Will a second wave of coronavirus infections burst the bubble of French champagne producers?
Epernay: The pandemic has put a damper on fizz consumption this year, with retail sales in France falling 23 per cent between January and July, as restaurants closed and millions of people went into lockdown.
For the full year, the global decline in sales is expected to reach up to 30 per cent, “a colossal economic shock unseen since World War II”, according to the SGV champagne growers union.
Producers of the festive tipple in the champagne capital of Epernay, in northeast France, are hoping that the global mood will have lightened by New Year’s Eve and that people will be popping corks again.
But with the virus tipping the global economy into a slump and forcing revellers to call off large gatherings, including big weddings, there has been little cause for celebration.In France, where bars in Paris and several other cities were closed last week, President Emmanuel Macron is widely expected to announce Wednesday new restrictions to tamp down record levels of daily infections.

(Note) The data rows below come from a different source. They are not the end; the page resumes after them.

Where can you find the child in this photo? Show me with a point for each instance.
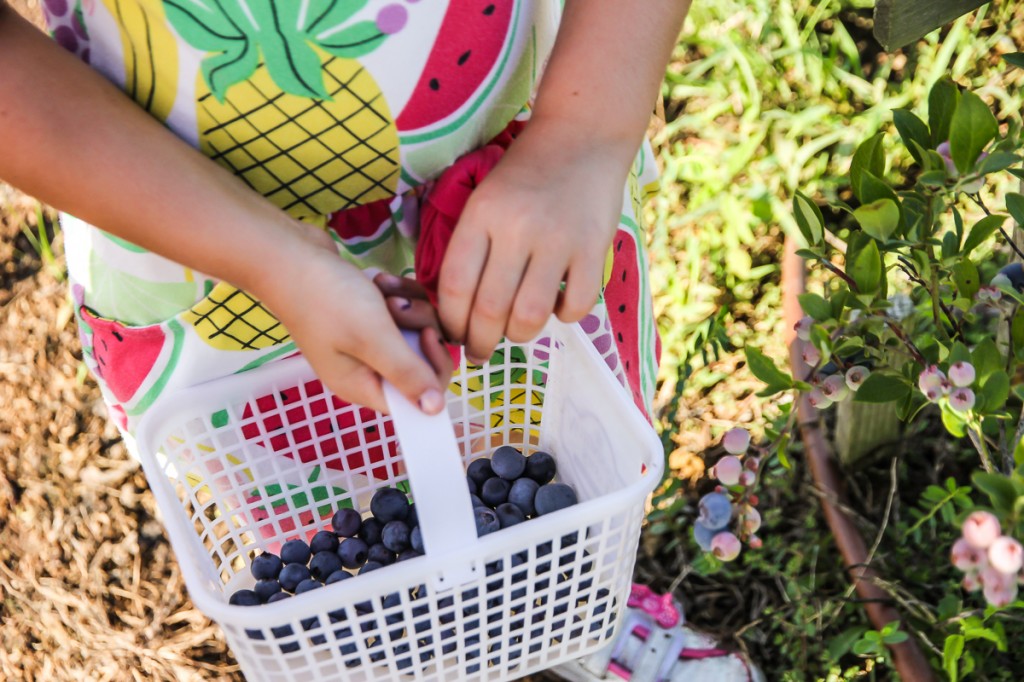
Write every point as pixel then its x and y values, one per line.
pixel 331 119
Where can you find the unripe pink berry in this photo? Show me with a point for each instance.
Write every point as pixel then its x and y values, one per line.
pixel 1006 554
pixel 803 328
pixel 855 376
pixel 981 528
pixel 962 374
pixel 728 469
pixel 835 387
pixel 725 546
pixel 972 582
pixel 931 378
pixel 736 440
pixel 965 557
pixel 962 399
pixel 751 520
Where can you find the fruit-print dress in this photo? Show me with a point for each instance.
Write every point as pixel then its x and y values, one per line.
pixel 339 112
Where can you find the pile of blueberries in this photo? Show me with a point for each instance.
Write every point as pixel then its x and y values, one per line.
pixel 506 488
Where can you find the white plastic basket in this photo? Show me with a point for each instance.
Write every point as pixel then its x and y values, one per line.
pixel 225 464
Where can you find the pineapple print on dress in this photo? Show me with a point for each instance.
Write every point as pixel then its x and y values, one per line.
pixel 282 101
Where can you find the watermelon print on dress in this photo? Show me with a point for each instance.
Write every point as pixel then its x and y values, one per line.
pixel 124 356
pixel 311 429
pixel 623 296
pixel 465 52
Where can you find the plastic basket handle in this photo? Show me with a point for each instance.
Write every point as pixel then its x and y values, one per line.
pixel 435 471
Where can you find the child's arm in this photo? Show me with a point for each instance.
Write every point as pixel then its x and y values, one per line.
pixel 71 138
pixel 548 211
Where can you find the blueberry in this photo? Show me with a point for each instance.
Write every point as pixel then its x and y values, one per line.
pixel 552 497
pixel 416 540
pixel 325 541
pixel 371 530
pixel 541 467
pixel 266 589
pixel 715 511
pixel 324 563
pixel 295 551
pixel 395 536
pixel 479 470
pixel 307 585
pixel 371 565
pixel 292 574
pixel 352 552
pixel 508 463
pixel 389 504
pixel 266 566
pixel 409 554
pixel 522 494
pixel 495 492
pixel 346 522
pixel 509 514
pixel 244 598
pixel 486 521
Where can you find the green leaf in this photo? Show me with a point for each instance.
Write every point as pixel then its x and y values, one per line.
pixel 866 270
pixel 967 279
pixel 942 101
pixel 998 488
pixel 1015 205
pixel 911 129
pixel 972 129
pixel 764 369
pixel 815 306
pixel 880 218
pixel 809 218
pixel 869 157
pixel 982 230
pixel 951 651
pixel 353 41
pixel 883 386
pixel 995 391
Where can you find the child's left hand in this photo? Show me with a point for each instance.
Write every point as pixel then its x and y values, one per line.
pixel 546 214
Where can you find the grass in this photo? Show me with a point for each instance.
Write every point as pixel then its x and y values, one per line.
pixel 764 98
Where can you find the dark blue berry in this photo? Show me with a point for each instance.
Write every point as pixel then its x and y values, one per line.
pixel 509 514
pixel 395 536
pixel 416 540
pixel 380 554
pixel 307 585
pixel 541 467
pixel 346 522
pixel 292 574
pixel 553 497
pixel 325 541
pixel 495 492
pixel 295 551
pixel 324 563
pixel 389 504
pixel 479 470
pixel 486 521
pixel 266 566
pixel 371 530
pixel 522 494
pixel 352 552
pixel 266 589
pixel 245 598
pixel 508 463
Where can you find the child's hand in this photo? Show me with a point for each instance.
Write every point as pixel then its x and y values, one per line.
pixel 349 333
pixel 546 214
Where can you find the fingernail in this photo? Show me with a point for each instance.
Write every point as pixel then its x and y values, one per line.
pixel 431 401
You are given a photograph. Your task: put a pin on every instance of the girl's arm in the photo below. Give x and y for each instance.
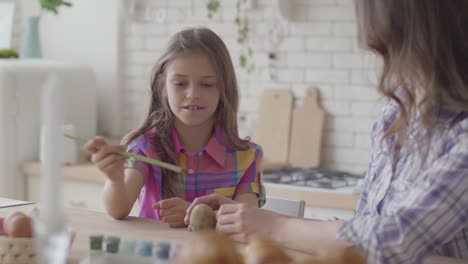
(119, 196)
(240, 221)
(250, 189)
(248, 198)
(307, 235)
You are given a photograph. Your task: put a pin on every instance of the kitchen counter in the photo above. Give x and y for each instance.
(343, 198)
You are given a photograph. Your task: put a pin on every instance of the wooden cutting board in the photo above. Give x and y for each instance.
(306, 132)
(273, 127)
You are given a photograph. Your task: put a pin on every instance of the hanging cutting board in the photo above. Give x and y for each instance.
(273, 127)
(306, 132)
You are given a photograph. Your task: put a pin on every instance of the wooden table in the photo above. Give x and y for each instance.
(86, 222)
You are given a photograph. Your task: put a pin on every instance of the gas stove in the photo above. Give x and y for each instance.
(314, 177)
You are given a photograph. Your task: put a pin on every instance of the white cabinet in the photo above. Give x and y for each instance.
(21, 82)
(77, 194)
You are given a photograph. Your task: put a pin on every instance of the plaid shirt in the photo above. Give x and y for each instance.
(413, 209)
(215, 169)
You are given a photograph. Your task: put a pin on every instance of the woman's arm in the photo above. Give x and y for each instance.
(307, 235)
(240, 221)
(433, 213)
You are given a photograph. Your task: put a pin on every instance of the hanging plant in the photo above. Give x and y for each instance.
(245, 58)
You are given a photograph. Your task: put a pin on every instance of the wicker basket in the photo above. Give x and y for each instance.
(17, 250)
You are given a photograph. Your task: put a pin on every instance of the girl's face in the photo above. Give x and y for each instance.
(192, 89)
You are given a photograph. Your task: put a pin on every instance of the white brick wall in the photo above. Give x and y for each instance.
(319, 49)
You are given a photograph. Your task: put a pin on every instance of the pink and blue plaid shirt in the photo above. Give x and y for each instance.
(215, 169)
(413, 209)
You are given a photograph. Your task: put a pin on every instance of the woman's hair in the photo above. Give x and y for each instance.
(424, 47)
(160, 118)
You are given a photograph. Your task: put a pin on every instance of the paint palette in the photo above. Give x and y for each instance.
(116, 250)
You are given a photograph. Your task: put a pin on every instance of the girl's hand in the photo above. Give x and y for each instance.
(106, 158)
(173, 211)
(240, 221)
(213, 200)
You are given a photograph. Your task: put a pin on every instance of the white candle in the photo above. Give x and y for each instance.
(50, 208)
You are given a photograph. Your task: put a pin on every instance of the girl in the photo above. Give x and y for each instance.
(191, 122)
(415, 198)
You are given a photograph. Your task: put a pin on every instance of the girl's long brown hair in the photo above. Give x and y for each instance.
(160, 119)
(424, 47)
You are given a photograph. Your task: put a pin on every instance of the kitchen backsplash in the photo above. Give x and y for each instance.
(318, 47)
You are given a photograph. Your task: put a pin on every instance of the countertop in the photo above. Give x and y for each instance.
(343, 198)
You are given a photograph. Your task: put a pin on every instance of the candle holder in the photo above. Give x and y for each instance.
(53, 242)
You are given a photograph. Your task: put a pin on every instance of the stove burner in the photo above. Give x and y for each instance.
(314, 177)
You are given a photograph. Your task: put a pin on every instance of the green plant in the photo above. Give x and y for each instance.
(242, 22)
(52, 5)
(8, 53)
(245, 58)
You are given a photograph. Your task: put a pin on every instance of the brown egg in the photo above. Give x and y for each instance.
(262, 251)
(18, 225)
(209, 248)
(202, 218)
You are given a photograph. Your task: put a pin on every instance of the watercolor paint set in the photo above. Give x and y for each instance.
(116, 250)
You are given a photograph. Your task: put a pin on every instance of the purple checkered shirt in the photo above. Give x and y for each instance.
(217, 168)
(413, 209)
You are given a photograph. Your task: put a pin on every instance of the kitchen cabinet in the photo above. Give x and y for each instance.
(84, 192)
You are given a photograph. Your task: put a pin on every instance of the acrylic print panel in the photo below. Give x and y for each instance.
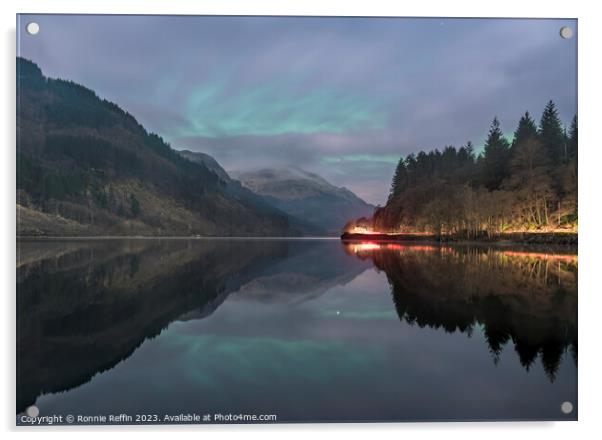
(295, 219)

Faced with the steady drip of bad news, the champagne industry has been trying to recast the wine’s elite image and portray it as more than suitable for everyday drinking.A recent ad showed a glass of bubbly being set down next to a slice of toast topped with sardines. “There’s nothing to celebrate, just something to savour,” was the catchline.
Top brands, like Mumm and Veuve Clicquot, were particularly hurt by the slowdown in air travel, which all but dried up all-important duty-free sales.The Union des Maisons de Champagne (UMC) trade body has said it expects to sell 100 million fewer bottles this year, an unheard-of hit that will slash overall sales to 3.3 billion euros ($3.9 billion) — down 34 per cent from last year.